Victoria Villaruel, Argentina’s combative vice-president, deepened the rancour on the eve of the match by describing England as “usurping pirates”. The British government and Argentina’s head coach both tried to play down the dispute, but the first knockout-stage contest between the two nations since 1998 made that impossible.
“Argentina's players and officials reignited Falklands tensions ahead of World Cup semi-final with England.”
Behind the scenes, Donald Trump had fuelled the row last year. The former US president, closely allied with Argentina’s populist leader Javier Milei, was studying secret plans to back Buenos Aires over the Falklands – a dramatic shift that would have broken with decades of American support for Britain’s position. Trump’s intervention, never publicly confirmed, offered Milei encouragement to harden his stance just as he had been seeking to tone down the constant rhetorical battle over the archipelago.
The animosity between England and Argentina stretches far beyond football. The 1982 war over the British overseas territory claimed 900 lives in ten weeks, a trauma neither side has forgotten. Yet there had been glimmers of reconciliation. Milei, who took office promising to end the ban on weapons exports from Britain, had favoured a new partnership with London. The World Cup tie has derailed that rapprochement.
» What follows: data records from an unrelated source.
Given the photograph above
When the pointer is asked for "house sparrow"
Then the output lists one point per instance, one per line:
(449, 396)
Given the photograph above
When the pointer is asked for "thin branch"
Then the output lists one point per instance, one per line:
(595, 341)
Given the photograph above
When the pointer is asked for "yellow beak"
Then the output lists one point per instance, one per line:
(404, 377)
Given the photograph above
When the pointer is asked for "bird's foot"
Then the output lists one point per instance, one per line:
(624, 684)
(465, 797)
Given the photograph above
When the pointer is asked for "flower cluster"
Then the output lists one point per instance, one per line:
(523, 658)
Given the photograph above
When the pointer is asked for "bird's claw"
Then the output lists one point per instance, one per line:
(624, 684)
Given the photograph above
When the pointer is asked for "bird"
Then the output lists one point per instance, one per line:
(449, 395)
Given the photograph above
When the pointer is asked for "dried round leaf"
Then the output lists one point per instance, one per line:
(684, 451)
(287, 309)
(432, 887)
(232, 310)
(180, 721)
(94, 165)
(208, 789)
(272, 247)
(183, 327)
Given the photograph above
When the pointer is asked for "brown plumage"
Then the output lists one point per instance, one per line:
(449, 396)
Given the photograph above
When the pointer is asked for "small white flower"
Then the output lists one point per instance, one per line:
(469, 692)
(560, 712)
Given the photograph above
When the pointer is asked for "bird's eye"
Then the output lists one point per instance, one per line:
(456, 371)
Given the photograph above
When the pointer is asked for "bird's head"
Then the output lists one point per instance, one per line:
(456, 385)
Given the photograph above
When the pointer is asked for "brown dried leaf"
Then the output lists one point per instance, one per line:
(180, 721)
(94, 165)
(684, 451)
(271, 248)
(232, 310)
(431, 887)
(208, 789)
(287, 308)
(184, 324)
This is not the first time a match has stoked fury. England beat Argentina in the 1966 World Cup quarter-final in a game dubbed “the Battle of Wembley” in England and “the theft of the century” in Argentina. The England manager Alf Ramsey blamed his team’s poor performance on Argentine “animals”, while Argentina raged against a referee who sent off their captain and allowed Geoff Hurst’s goal to stand despite suspicions of offside. Most of the world, at the time, sided with Argentina.
Now, as the teams prepare to face each other again, the old wounds have reopened. Whether the bitterness on the pitch will echo through the diplomatic channels remains to be seen.